Hyaline cartilage in the nose

The septal nasal cartilage (also known as the cartilage of the septum, quadrangular cartilage, cartilaginous nasal septum, mesorostral cartilage, or mesethmoid cartilage) is composed of hyaline cartilage. It is somewhat quadrilateral in form, thicker at its margins than at its center, and completes the separation between the nasal cavities in front.

Its anterior margin, thickest above, is connected with the nasal bones, and is continuous with the anterior margins of the lateral cartilages; below, it is connected to the medial crura of the major alar cartilages by fibrous tissue.

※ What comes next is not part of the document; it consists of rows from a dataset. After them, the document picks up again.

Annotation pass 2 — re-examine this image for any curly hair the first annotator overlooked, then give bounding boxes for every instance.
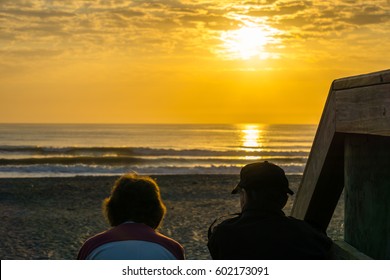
[103,174,166,229]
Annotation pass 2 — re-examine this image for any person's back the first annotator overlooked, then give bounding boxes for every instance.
[207,162,333,260]
[208,209,332,260]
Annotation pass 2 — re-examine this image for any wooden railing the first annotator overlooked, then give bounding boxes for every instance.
[291,70,390,259]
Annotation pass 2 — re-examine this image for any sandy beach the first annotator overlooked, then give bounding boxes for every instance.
[0,175,343,260]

Its posterior margin is connected with the perpendicular plate of the ethmoid; its inferior margin with the vomer and the palatine processes of the maxillae.

== In other animals ==

=== Ossification ===
In some animals, the cartilaginous nasal septum becomes partly or completely ossified. The homology of this element is complex, and the septum may ossify from a number of different ossification centres. As such, different bones make up the bony septum in different species. Depending on the taxon, it may have contributions from the presphenoid, the mesethmoid, the orbitosphenoid, and/or the sphenethmoid. In pigs, the septum may undergo increasing ossification with age, eventually fusing with the rostral bone.